I’ve started working for a new university and there are lots of differences between here and ‘the old place’. As I started to meet our students one of the very striking things I noticed was how far away many of them lived.
There’s not a lot of official student accomodation (810 rooms for an UG student body of 11,000 (includes quite a lot of part time), and most of the students I chatted to lived across London, or further afield (e.g. Nottingham!).
Students were spending hours getting to and from classes and I started to wonder if this might be affecting their levels of engagement and persistence. A recent dutch study found some evidence that increased commute time led to students spending fewer days on campus, with an increase in the hours spent each day and a decrease in average grades. The article does discuss some confounding factors (e.g. more committed students might move closer to the uni) but the results were interesting, and suggested that this was a relationship to explore for my students.

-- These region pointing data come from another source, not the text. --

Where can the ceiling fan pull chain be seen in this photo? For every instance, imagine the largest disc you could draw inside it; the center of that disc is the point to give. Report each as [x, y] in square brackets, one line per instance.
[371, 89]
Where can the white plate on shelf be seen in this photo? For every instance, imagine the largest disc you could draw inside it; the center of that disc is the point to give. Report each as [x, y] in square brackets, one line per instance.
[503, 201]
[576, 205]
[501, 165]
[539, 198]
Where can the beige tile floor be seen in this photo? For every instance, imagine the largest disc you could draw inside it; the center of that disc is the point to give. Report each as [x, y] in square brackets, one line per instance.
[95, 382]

The dutch study was based on reported commute times, attendance and marks, and had a response rate of 12%. Being vaguely technically minded I wanted to take a different approach and use the data we have to see if there was a relationship worth exploring.
I was able to get the term time postcodes for the 530 students on a foundation year (thanks Charles!). I could use the free version of BatchGeo to plot up to 250 points on a map, so did this for the foundation year students of 2 of our 8 schools.
View Location of some of our foundation year students in a full screen map
You can see students are spread across London. You can also see some addresses further afield (e.g.Birmingham). This highlights a potential issue with the data, we continue recruiting until very late in the year and I know of students who have started their studies before moving to London so I assume these very long distance students aren’t commuting but in the process of moving.
There is certainly evidence that a lot of our students are commuting a great deal, so the next question is how long is it taking them? For commute times I knew it *should* be possible to take the term time postcodes and run them through the Google Maps API to get an estimate for the public transport (there is no student parking) commute time to the building that the student’s school was based in. After a fruitless few hours on my laptop I am very grateful for the help of a colleague from my days as an SSI fellow Barry Rowlingson for doing the actual leg work and giving me a list of journey times (assuming a 9am Monday morning arrival time for maximum effect).
The numbers confirmed that a lot of students have a big commute. In the chart below you can see the frequency distribution of commute times of our students, grouped into 20 minute bands (the output from google maps was in seconds).
Visually you can see that the majority of our students commute between 20-120 mins. In fact the median commute time for foundation year students was 57 minutes, which is a really interesting finding in itself.
At UWL we have an attendance monitoring system (SAM) which whilst not perfect does give some hard data. It’s also the basis of a scholarship I’m administering, which is being used to support student engagement and retention, and so this should be fairly reliable (it’s not, but that’s a separate blog post).
I wanted to do a scatter plot of the SAM data with commute time. I excluded those with a ‘commute’ time of over 10,000s (roughly 2hr 45) as this quickly included some very large and unlikely commutes (Whitley bay?). I also excluded an anomalous programme of ours, with a very different student body and where almost all of the students were living in student accommodation. Finally I excluded students with 0% attendance at this point (7 teaching weeks) as they probably never finished enrolling and so never actually commuted. I’ve left in students with very very low attendance, I’m not really sure whether to exclude these (later in the year I will be able to do this again with these students withdrawn from the data).
It’s been a long time since my economics degree but on the face of it that looks like there isn’t much of a relationship (at this stage in the year!) between commute times and attendance.
I should be able to do this later in the year when the effect would be more pronounced (if there is an effect it is reasonable to assume it increases as the year progresses). I also think it might be worth exploring differences between schools. I started doing this by trying to label the points by school but this was hard to visually represent through excel (it could do it, but it was hard to see anything).
Of course I might have missed something, which is why I’m writing this up, I’d welcome any thoughts or comments!